An augmented reality (AR) environment is being tested as a training tool for sailors and marines who must train and remain proficient while at sea. The Tactically Reconfigurable Artificial Combat Enhanced Reality (TRACER) system consists of a virtual-reality (VR) headset, a backpack processor, a simulated weapon designed to deliver realistic recoil, and a software package that creates different simulation scenarios for security personnel to experience. TRACER leverages software developed by Magic Leap Horizons as part of the U.S. Army’s Augmented Reality Dismounted Soldier Training (ARDST) project.

The Office of Naval Research (ONR) teamed up with the Naval Surface Warfare Center (NSWC), the U.S. Army Combat Capabilities Development Command, and industry partners Magic Leap Horizons and Haptech Inc. to develop the new AR training environment.


Sailors assigned to the Center for Security Forces detachment in Chesapeake, Va., demonstrate the TRACER system. The sailors file into the room, their weapons ready. Their mission: to secure an active-shooter situation and apprehend the holographic perpetrator. Courtesy of John F. Williams.

“All of these technologies combine together to give us extremely accurate weapon and movement tracking capabilities as well as highly immersive simulation visual, auditory and haptic [relating to the sense of touch] feedback,” Patrick Mead, TRACER project lead, said. “Ultimately, TRACER provides sailors with dynamic, engaging, and less predictable training scenarios that would be too costly or time-consuming to create in the real world.” The system is built mostly from commercial, off-the-shelf products.

TRACER was recently tested at the Center for Security Forces (CENSECFOR) in North Carolina. The mission at CENSECFOR is to train sailors in U.S. Navy security force fundamentals, code of conduct, anti-terrorism, and expeditionary warfare training.

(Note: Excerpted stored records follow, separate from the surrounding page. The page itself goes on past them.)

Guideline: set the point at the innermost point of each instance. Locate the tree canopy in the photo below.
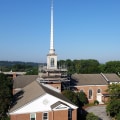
(113, 107)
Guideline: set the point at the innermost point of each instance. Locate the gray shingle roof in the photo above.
(57, 104)
(33, 91)
(88, 79)
(112, 77)
(22, 81)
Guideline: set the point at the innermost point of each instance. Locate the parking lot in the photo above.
(99, 111)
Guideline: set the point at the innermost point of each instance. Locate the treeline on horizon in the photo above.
(74, 66)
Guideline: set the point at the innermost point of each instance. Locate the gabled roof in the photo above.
(33, 91)
(88, 79)
(23, 80)
(112, 77)
(57, 104)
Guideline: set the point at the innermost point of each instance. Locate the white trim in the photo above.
(88, 85)
(31, 114)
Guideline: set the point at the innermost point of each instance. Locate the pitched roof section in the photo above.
(28, 94)
(33, 91)
(112, 77)
(24, 80)
(88, 79)
(57, 104)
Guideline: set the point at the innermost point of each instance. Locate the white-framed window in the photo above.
(98, 91)
(45, 116)
(52, 62)
(90, 93)
(33, 116)
(81, 90)
(69, 114)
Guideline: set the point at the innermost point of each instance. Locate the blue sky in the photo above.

“We can integrate this AR virtual training environment into our existing curriculum, and it allows us to be very reconfigurable,” Cmdr. Kim Littel, CENSECFOR director of training innovation, said. “We can go in and we can change the scenarios, or we can change the opposition forces and the threat that they pose.”

According to Littel, the necessary space required to conduct training operations on a ship is limited and the opportunity to conduct training without impeding on regular operations is scarce. TRACER will help mitigate those issues. “In an environment where we’re taking students from the fleet, from their primary jobs, to train them, we need to maximize the limited time we have to make them as proficient as possible,” Littel said. “This technology provides a huge advantage by being quickly adaptable to different scenarios, geographic locations, and opposition forces. Using this technology, we can conduct training almost anywhere, anytime.”



The Office of Naval Research Global (ONRG) TechSolutions-sponsored TRACER package consists of a virtual-reality headset, a backpack, a state-of-the-art simulated weapon, and a software package that creates multiple and adaptable simulation scenarios for security personnel to experience.